The ML model we are going to use to estimate steps 1 and 2 is the Random Forest. The simulation will estimate the simple OLS using only d_i to explain y_i, the naive DML without sample splitting and the Cross-fitting DML. The 500 simulations may take a few minutes.

set.seed(123)
M=500 # = Number of Simumations = #

# = Matrix to store results = #
thetahat=matrix(NA,M,3)
colnames(thetahat)=c("OLS","Naive DML","Cross-fiting DML")

for(i in 1:M){
  z=rmvnorm(N,sigma=sigma) # = Generate z = #
  g=as.vector(cos(z%*%b)^2) # = Generate the function g = #
  m=as.vector(sin(z%*%b)+cos(z%*%b)) # = Generate the function m = #
  d=m+rnorm(N) # = Generate d = #
  y=theta*d+g+rnorm(N) # = Generate y = #

  # = OLS estimate = #
  OLS=coef(lm(y~d))[2]
  thetahat[i,1]=OLS

  # = Naive DML = #
  # = Compute ghat = #
  model=randomForest(z,y,maxnodes = 20)
  G=predict(model,z)
  # = Compute mhat = #
  modeld=randomForest(z,d,maxnodes = 20)
  M=predict(modeld,z)
  # = compute vhat as the residuals of the second model = #
  V=d-M
  # = Compute DML theta = #
  theta_nv=mean(V*(y-G))/mean(V*d)
  thetahat[i,2]=theta_nv

  # = Cross-fitting DML = #
  # = Split sample = #
  I=sort(sample(1:N,N/2))
  IC=setdiff(1:N,I)
  # = compute ghat on both sample = #
  model1=randomForest(z[IC,],y[IC],maxnodes = 10)
  model2=randomForest(z[I,],y[I], maxnodes = 10)
  G1=predict(model1,z[I,])
  G2=predict(model2,z[IC,])

  # = Compute mhat and vhat on both samples = #
  modeld1=randomForest(z[IC,],d[IC],maxnodes = 10)
  modeld2=randomForest(z[I,],d[I],maxnodes = 10)
  M1=predict(modeld1,z[I,])
  M2=predict(modeld2,z[IC,])
  V1=d[I]-M1
  V2=d[IC]-M2

  # = Compute Cross-Fitting DML theta
  theta1=mean(V1*(y[I]-G1))/mean(V1*d[I])
  theta2=mean(V2*(y[IC]-G2))/mean(V2*d[IC])
  theta_cf=mean(c(theta1,theta2))
  thetahat[i,3]=theta_cf

}

colMeans(thetahat) # = check the average theta for all models = #

##              OLS        Naive DML Cross-fiting DML
##        0.5465718        0.4155583        0.5065751

# = plot distributions = #
plot(density(thetahat[,1]),xlim=c(0.3,0.7),ylim=c(0,14))
lines(density(thetahat[,2]),col=2)
lines(density(thetahat[,3]),col=4)
abline(v=0.5,lty=2,col=3)
legend("topleft",legend=c("OLS","Naive DML","Cross-fiting DML"),col=c(1,2,4),lty=1,cex=0.7,seg.len = 0.7,bty="n")

plot of chunk unnamed-chunk-8

As you can see, the only unbiased distribution is the Cross-Fitting DML. However, the model used to estimate the functions m_0 and g_0 must be able to capture the relevant information for the data.
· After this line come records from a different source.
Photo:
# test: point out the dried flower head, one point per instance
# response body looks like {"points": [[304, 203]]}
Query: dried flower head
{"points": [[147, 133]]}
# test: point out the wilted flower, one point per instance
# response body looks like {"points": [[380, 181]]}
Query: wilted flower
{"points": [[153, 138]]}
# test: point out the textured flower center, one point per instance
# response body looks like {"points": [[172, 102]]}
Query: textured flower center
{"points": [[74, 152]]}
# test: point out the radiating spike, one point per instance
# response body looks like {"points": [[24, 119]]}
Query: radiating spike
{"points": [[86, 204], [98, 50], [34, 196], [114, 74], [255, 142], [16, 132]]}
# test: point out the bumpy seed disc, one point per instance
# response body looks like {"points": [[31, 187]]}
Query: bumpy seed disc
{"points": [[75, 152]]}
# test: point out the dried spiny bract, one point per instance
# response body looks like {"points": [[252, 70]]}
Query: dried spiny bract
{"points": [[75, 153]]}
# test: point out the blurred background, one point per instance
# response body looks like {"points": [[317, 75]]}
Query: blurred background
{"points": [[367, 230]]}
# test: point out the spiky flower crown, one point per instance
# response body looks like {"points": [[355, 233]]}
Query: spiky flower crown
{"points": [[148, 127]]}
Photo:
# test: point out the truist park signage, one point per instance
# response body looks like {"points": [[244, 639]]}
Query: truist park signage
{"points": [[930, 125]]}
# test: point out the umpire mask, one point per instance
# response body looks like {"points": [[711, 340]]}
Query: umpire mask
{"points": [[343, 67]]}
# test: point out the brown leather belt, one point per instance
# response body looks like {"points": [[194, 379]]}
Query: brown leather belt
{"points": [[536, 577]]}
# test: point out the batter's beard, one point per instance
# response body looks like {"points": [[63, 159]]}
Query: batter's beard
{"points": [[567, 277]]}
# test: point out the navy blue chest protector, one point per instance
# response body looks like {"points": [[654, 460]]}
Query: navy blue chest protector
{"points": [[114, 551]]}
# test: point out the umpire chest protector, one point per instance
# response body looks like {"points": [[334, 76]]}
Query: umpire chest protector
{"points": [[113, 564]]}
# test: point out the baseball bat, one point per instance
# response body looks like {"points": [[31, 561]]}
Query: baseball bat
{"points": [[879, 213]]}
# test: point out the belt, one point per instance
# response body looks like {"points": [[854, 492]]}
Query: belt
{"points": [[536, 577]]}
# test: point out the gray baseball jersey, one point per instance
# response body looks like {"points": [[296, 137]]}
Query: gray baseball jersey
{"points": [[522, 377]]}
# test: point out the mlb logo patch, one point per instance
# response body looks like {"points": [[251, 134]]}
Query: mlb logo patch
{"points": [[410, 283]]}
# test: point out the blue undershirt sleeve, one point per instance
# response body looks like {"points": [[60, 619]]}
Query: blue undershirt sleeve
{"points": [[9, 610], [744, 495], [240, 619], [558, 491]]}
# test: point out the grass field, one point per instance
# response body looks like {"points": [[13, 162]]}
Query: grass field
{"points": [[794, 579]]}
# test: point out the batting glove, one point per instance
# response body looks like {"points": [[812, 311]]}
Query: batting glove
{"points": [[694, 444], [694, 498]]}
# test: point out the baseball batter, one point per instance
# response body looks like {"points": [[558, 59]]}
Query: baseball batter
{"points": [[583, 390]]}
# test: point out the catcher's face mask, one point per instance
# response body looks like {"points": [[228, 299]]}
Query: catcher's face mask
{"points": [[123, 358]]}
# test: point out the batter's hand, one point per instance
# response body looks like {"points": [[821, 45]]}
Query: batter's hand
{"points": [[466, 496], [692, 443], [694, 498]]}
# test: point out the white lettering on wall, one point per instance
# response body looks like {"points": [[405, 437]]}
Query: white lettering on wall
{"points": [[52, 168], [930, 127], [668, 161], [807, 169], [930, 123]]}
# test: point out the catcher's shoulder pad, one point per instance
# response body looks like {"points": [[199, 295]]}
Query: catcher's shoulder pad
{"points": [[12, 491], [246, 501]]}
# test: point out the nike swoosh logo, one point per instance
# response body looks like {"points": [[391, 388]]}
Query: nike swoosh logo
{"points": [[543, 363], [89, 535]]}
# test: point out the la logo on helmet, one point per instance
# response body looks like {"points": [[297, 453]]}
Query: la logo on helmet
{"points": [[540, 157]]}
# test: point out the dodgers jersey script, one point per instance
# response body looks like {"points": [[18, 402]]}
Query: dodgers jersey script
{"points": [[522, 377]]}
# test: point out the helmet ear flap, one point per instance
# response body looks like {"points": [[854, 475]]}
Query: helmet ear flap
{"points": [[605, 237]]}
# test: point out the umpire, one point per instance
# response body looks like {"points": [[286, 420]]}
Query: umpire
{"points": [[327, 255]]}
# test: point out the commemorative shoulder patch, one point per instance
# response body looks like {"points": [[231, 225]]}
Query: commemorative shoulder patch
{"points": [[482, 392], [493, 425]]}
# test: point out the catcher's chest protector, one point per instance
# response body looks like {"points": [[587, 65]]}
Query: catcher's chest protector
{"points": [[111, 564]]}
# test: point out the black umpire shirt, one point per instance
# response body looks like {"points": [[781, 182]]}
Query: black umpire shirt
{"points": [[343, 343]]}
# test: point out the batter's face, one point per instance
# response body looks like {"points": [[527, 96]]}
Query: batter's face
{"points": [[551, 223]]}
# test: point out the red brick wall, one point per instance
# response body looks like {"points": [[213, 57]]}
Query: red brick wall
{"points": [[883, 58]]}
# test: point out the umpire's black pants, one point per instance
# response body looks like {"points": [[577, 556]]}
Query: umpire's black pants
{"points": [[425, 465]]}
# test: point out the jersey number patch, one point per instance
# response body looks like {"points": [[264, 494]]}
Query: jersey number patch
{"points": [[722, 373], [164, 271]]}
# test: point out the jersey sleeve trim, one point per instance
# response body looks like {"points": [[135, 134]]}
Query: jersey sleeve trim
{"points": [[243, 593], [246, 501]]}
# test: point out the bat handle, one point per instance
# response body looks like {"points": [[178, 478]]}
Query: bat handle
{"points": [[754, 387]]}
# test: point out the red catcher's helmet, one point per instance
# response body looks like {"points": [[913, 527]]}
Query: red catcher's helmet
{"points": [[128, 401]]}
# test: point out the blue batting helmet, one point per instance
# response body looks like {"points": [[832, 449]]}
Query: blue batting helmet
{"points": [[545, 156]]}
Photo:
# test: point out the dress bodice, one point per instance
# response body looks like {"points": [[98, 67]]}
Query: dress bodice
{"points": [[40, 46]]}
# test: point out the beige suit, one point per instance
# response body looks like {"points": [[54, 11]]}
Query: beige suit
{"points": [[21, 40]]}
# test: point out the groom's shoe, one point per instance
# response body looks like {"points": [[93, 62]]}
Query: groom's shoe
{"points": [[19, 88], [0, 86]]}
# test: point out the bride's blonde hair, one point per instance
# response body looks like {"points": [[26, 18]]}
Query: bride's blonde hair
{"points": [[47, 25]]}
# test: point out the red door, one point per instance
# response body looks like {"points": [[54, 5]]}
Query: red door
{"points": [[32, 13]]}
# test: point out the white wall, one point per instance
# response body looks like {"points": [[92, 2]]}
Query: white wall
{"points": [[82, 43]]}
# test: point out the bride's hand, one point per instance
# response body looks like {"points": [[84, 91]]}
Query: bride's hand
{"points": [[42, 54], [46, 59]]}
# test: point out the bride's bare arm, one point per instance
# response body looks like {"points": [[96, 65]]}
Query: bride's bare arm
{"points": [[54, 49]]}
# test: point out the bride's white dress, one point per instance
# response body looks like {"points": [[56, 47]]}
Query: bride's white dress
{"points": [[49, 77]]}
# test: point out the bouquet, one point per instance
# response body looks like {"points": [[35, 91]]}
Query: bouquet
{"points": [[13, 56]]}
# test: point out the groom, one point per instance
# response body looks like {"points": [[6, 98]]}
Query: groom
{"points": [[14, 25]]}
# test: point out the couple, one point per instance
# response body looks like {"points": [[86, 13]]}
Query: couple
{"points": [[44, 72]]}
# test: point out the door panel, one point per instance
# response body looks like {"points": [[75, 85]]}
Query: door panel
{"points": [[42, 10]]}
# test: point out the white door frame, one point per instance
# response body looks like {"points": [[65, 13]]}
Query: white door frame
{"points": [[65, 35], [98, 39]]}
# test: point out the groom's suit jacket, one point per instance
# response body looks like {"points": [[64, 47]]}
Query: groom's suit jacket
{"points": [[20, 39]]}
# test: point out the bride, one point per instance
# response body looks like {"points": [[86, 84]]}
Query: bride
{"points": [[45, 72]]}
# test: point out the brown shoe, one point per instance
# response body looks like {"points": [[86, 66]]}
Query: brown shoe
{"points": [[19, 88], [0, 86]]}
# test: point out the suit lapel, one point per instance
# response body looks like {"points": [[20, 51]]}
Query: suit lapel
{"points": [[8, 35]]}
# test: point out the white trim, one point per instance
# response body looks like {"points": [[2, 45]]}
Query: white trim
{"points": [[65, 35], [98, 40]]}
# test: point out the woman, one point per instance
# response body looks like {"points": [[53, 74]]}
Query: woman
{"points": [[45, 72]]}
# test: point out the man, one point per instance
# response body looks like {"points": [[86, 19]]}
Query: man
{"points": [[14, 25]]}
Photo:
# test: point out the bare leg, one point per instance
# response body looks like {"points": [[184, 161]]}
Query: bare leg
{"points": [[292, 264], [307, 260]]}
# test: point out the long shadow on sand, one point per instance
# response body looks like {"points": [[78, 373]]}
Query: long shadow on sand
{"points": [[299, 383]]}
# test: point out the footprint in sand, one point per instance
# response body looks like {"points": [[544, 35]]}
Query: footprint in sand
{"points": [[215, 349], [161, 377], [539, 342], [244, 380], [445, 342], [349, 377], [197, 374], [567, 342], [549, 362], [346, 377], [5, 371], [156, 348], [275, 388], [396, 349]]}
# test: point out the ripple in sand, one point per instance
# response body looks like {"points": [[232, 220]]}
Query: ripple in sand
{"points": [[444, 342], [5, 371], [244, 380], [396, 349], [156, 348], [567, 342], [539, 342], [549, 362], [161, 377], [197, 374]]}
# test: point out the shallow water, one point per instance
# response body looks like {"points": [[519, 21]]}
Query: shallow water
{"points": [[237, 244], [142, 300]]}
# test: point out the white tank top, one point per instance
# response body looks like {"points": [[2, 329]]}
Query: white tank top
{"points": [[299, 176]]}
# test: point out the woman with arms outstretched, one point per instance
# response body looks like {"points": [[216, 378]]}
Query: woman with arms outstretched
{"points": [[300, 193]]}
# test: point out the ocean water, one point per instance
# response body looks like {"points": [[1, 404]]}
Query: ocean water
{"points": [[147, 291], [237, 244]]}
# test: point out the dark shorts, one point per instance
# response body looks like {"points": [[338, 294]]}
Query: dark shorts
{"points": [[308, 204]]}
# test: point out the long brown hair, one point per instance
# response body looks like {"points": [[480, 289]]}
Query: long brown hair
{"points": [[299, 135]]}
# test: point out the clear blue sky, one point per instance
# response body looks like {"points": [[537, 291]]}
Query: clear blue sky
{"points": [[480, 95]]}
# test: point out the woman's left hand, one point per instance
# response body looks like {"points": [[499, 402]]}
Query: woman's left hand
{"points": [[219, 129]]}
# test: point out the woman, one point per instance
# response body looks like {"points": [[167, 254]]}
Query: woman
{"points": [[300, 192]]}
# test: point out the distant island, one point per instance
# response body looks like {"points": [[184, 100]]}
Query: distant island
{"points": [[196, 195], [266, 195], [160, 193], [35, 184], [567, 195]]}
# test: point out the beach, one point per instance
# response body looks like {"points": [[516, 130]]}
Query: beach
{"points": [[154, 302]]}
In the linear case you may use the LASSO and achieve a result similar to the double selection. Finally, what we did here was a 2-fold Cross-Fitting, but you can also do a k-fold Cross-Fitting just like you do a k-fold cross-validation. The size of k does not matter asymptotically, but in small samples the results may change.

References

Chernozhukov, V., Chetverikov, D., Demirer, M., Duflo, E., & Hansen, C. (2016). Double machine learning for treatment and causal parameters. arXiv preprint arXiv:1608.00060.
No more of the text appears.